The Canadian Writers' Collective

Writing, and writerly tangents

Monday, March 10, 2008

Workshop notes - III: Turning points

By Tamara Lee

In real life, the things that stress us out or possibly alter us are a result of going into a situation expecting one thing but getting something completely different. In fiction, we use this expectation/unexpected-result model to create tension. Without it, there’s not much to keep us reading.

There I stood, lost in the push-pull ritual of bookstore closing time vacuuming.
This week Nancy reminded us of this basic story-writing principle. Referred once again to Robert McKee’s Story—and his insistence that turning points shouldn’t be merely worked into the ends of one of three acts—we were also reminded that although a short story may do just fine with two or three, in novel writing, writers underestimate how many turning points are needed.

A thunk and swack heard above the motor; I turned off the vaccum, prepared to inform yet another yuppie that the ‘Closed’ sign was indeed meant for everyone.
Instead, great stories usually have some kind of turning point in every scene: the turn could be moving the scene from positive to negative or vice-versa; or taking the reader somewhere very different from the beginning of that scene. Playing not only with reader’s expectations, but with character’s as well will heighten the tension in the story.

I rounded the New Releases book display to stand face-to-torso with a kid in baggy jeans, wearing a ski mask and holding a gun.
Nancy mentioned some of the best contemporary fiction writers—including Lorrie Moore and Rick Moody—are able to achieve this effect within one sentence.

So I had a quick look at some Lorrie Moore examples online, and now I'm really excited to explore not only how she's done it, but how I might be able to do it in the mess that is my current manuscript.

Below are some great Moore examples, taking the reader from one place to an entirely different one within a single sentence:

They are a kind of seafood, he thinks, locked tightly in the skull, like shelled creatures in the dark caves of the ocean, sprung suddenly free and killed by light; they've grown clammy with shelter, fortressed vulnerability, dreamy night.

~ an excerpt taken from Who Will Run the Frog Hospital (1994)

The ring (supposedly gold, though now that everything he had ever received from Marilyn had been thrown into doubt, who knew?) cinched the blowsy fat of his finger, which had grown twistedly around it like a fucking happy challah.


The menu, like love, was full of delicate, gruesome things—cheeks, tongues, thymus glands.


~ from ‘Debarking'

8 Comments:

Blogger J.A. McDougall said...

Thanks for these notes, T, great examples. This is something I need to work at generally, but to accomplish this is one sentence is something to admire. I struggle with balancing the unexpected and the believable. How to develop/test that internal scale?

Mon Mar 10, 10:11:00 am GMT-4  
Blogger TJL said...

Glad you're enjoying the notes, Jen. It's great for me to review them, too, and reflect. And I agree about the balancing act. It is an admirable ability.
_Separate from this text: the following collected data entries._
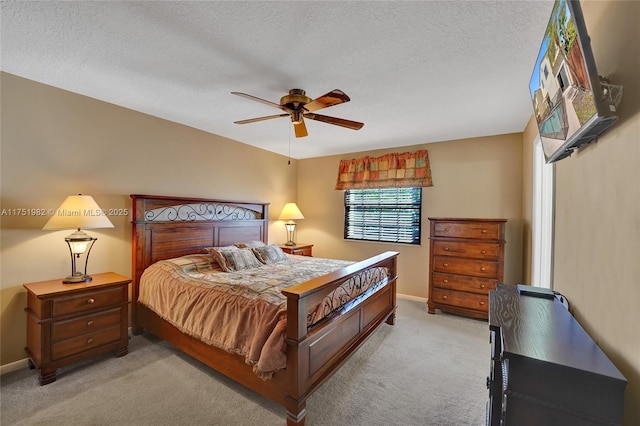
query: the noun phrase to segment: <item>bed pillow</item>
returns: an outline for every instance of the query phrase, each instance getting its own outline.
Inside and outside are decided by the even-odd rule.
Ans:
[[[238,248],[253,248],[253,247],[264,247],[266,246],[265,243],[263,243],[262,241],[245,241],[244,243],[235,243],[234,246],[238,247]]]
[[[253,254],[256,255],[258,260],[265,265],[268,265],[270,263],[289,261],[287,255],[284,254],[282,249],[275,244],[272,244],[270,246],[254,247],[251,250],[253,251]]]
[[[225,272],[242,271],[262,266],[262,263],[248,248],[211,247],[209,253],[218,261]]]

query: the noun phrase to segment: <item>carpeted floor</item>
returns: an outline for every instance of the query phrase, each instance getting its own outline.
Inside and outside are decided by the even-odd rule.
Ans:
[[[307,400],[309,426],[455,425],[485,420],[489,329],[485,321],[398,299],[384,325]],[[162,371],[162,375],[158,374]],[[34,370],[1,378],[8,425],[285,425],[285,410],[153,336],[129,354],[58,370],[38,386]]]

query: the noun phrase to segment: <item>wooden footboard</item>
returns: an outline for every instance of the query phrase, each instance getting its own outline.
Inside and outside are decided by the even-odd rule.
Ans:
[[[267,203],[132,195],[134,334],[143,329],[166,340],[234,381],[283,405],[288,425],[304,425],[306,400],[383,323],[393,324],[396,310],[396,252],[386,252],[331,274],[289,287],[287,297],[287,367],[272,379],[259,378],[244,357],[183,334],[137,302],[140,277],[159,260],[198,253],[207,246],[261,240],[267,242]],[[384,267],[386,282],[355,302],[337,307],[308,327],[309,312],[345,282],[364,271]]]
[[[283,291],[287,296],[287,372],[294,380],[287,395],[287,422],[303,424],[307,397],[324,383],[396,311],[398,253],[386,252]],[[307,315],[349,279],[370,268],[386,267],[387,283],[358,303],[339,310],[307,330]]]

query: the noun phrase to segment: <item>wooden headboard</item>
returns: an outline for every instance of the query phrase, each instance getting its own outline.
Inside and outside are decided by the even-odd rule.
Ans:
[[[202,253],[204,247],[268,242],[269,203],[156,195],[131,198],[134,306],[140,276],[152,263]]]

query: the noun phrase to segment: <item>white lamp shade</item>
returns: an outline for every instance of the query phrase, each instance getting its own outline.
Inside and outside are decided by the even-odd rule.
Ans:
[[[282,209],[282,213],[280,213],[280,217],[278,220],[297,220],[304,219],[302,212],[296,206],[296,203],[287,203],[284,205]]]
[[[113,228],[104,210],[90,195],[70,195],[42,229]]]

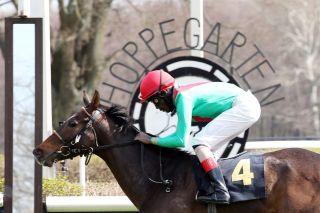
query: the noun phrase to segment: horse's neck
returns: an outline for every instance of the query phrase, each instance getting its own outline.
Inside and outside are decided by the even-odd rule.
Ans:
[[[113,138],[109,144],[129,142],[133,140],[134,135],[134,130],[129,129],[126,133],[119,134]],[[145,187],[147,180],[142,175],[140,165],[140,144],[137,142],[134,145],[111,148],[99,152],[97,155],[107,163],[119,185],[131,201],[136,206],[140,206],[147,194],[147,188]]]

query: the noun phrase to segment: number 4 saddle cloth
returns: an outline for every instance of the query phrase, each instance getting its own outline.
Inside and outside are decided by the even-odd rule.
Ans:
[[[231,196],[231,203],[266,197],[262,153],[243,152],[231,158],[221,158],[219,164]],[[209,178],[196,156],[194,167],[199,190],[212,189]]]

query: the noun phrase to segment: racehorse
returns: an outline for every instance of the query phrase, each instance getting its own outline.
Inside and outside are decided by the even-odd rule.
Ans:
[[[38,163],[92,154],[102,158],[124,193],[144,213],[205,213],[195,201],[197,184],[191,154],[134,141],[138,130],[117,106],[100,104],[96,91],[33,150]],[[320,212],[320,155],[304,149],[265,153],[266,198],[217,206],[218,213]],[[168,180],[167,178],[170,178]],[[172,182],[171,182],[172,181]]]

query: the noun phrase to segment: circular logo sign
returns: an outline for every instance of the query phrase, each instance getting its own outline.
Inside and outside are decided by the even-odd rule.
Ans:
[[[205,58],[193,56],[173,58],[154,69],[163,69],[170,73],[179,85],[217,81],[238,85],[223,67]],[[138,87],[134,92],[129,109],[135,125],[140,130],[157,136],[166,136],[173,133],[176,129],[177,115],[157,110],[152,103],[141,104],[139,94]],[[197,134],[205,125],[206,123],[193,122],[191,135]],[[221,147],[216,154],[220,157],[228,157],[242,152],[247,137],[248,130]]]

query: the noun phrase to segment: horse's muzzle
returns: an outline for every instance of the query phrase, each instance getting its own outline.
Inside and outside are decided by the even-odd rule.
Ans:
[[[41,166],[51,167],[53,165],[56,153],[51,153],[45,156],[43,151],[39,148],[35,148],[32,153],[36,162]]]

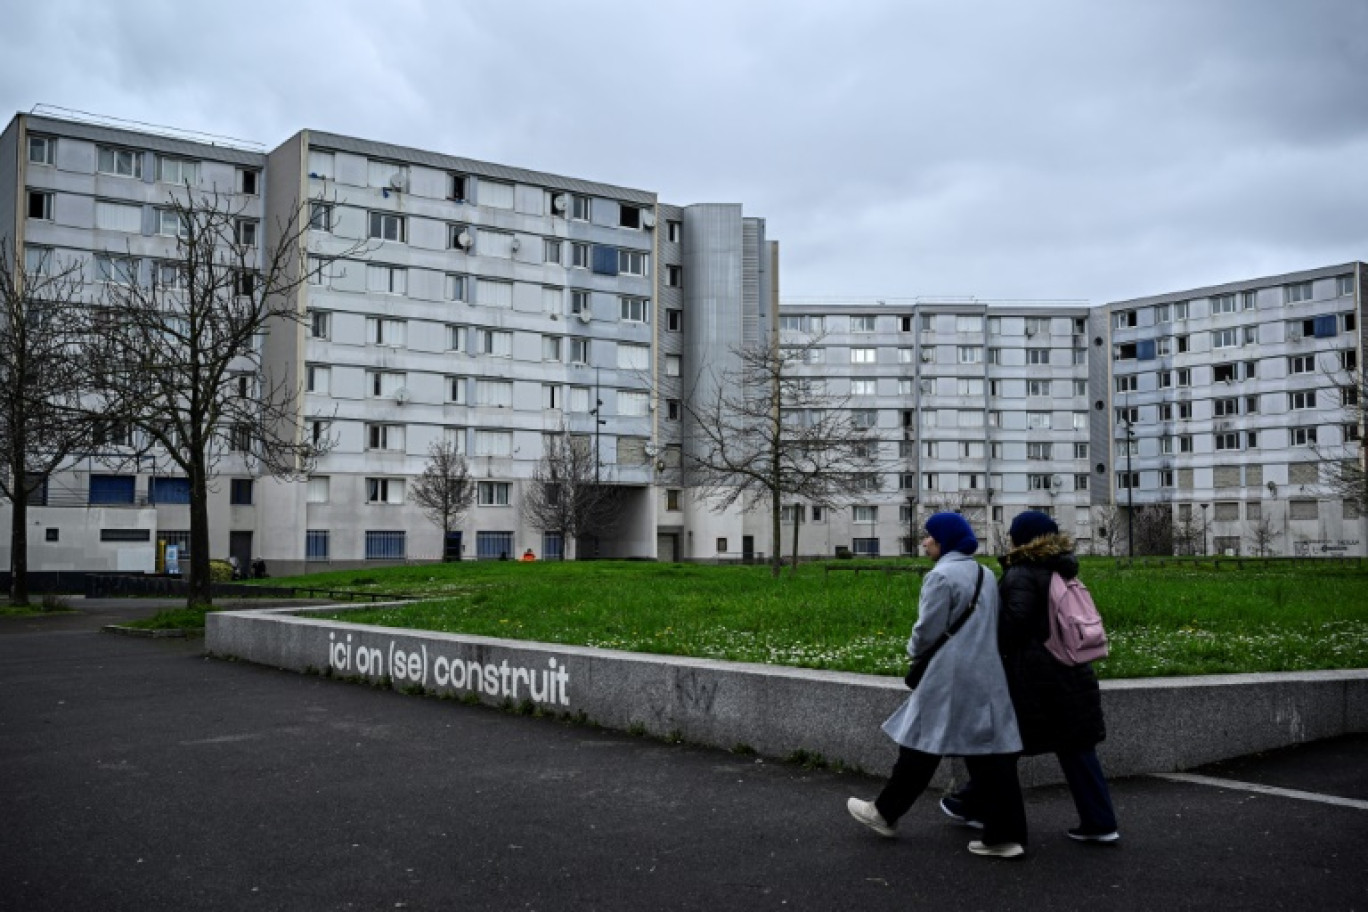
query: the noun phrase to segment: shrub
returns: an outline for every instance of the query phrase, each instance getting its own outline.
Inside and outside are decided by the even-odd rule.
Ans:
[[[215,583],[231,583],[233,581],[233,565],[226,560],[211,560],[209,562],[209,579]]]

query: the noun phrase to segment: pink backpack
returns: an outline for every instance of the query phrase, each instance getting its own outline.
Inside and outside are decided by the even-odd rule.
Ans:
[[[1088,587],[1077,579],[1050,575],[1050,638],[1045,648],[1065,665],[1107,657],[1107,632]]]

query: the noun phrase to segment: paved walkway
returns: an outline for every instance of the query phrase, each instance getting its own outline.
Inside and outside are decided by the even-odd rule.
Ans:
[[[864,830],[873,778],[206,659],[97,632],[147,603],[73,604],[0,618],[0,910],[1368,910],[1368,736],[1116,782],[1116,848],[1032,790],[1004,862],[929,800]]]

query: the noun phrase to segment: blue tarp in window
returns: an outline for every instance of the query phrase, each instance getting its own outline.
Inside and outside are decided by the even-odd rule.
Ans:
[[[618,274],[618,252],[616,247],[594,245],[594,272],[598,275]]]
[[[132,475],[91,475],[90,502],[93,504],[131,504],[137,479]]]
[[[147,499],[154,504],[188,504],[190,479],[154,478],[147,489]]]
[[[1141,339],[1135,343],[1135,360],[1153,361],[1154,360],[1154,340]]]
[[[1323,317],[1316,317],[1316,338],[1328,339],[1331,336],[1339,335],[1339,318],[1334,314],[1326,314]]]

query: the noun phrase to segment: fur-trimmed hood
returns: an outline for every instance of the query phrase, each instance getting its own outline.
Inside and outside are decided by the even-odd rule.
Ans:
[[[1002,566],[1045,564],[1068,555],[1073,556],[1073,536],[1067,532],[1052,532],[1018,545],[1002,556]]]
Rick Moody, I think, would say in order to develop that internal scale you'd need to test it.

Mon Mar 10, 04:31:00 pm GMT-4  
Blogger Tricia Dower said...

That is such good advice about a turning point in every scene. Sometimes as writers we have so much fun writing a certain scene it's hard for us to see that it's superfluous, doesn't propel the story ahead. Guilty as charged am I.

Mon Mar 10, 08:25:00 pm GMT-4  
Blogger TJL said...

Me, too, Tricia. I get into scenes and start playing with language, then flip over somewhere else in the story and keep going, without a care in the world. Then I have to snap out of it at some point and cut it all; they always seems to be my favourite bits, but if they don't serve the master, erm story...

Tue Mar 11, 02:26:00 pm GMT-4  
Blogger Sandra Cormier said...

Oh, I MUST write like that. The Challah -- beautiful!

Tue Mar 11, 10:02:00 pm GMT-4  
Blogger Andrew Tibbetts said...

Another useful pearl of wisdom. I'm enjoying your series a lot. I have a lot of writing that is atmospheric but kind of flaccid. I might pick out my favourites and see if I can't throw some unexpected turning points at the characters and see what they do...

Wed Mar 19, 11:03:00 am GMT-4  
Blogger Denis said...

Great stuff, Tamara. Lorrie Moore is probably my favourite short story writer, and my copy of Debarking is crinkled and highlighted and barely legible, now. I shall read it again with what you've pointed out, in mind. Thanks!

Thu Mar 20, 11:51:00 am GMT-4  
Blogger TJL said...

Thanks for popping by, guys. Glad you're getting something out of my ramblings!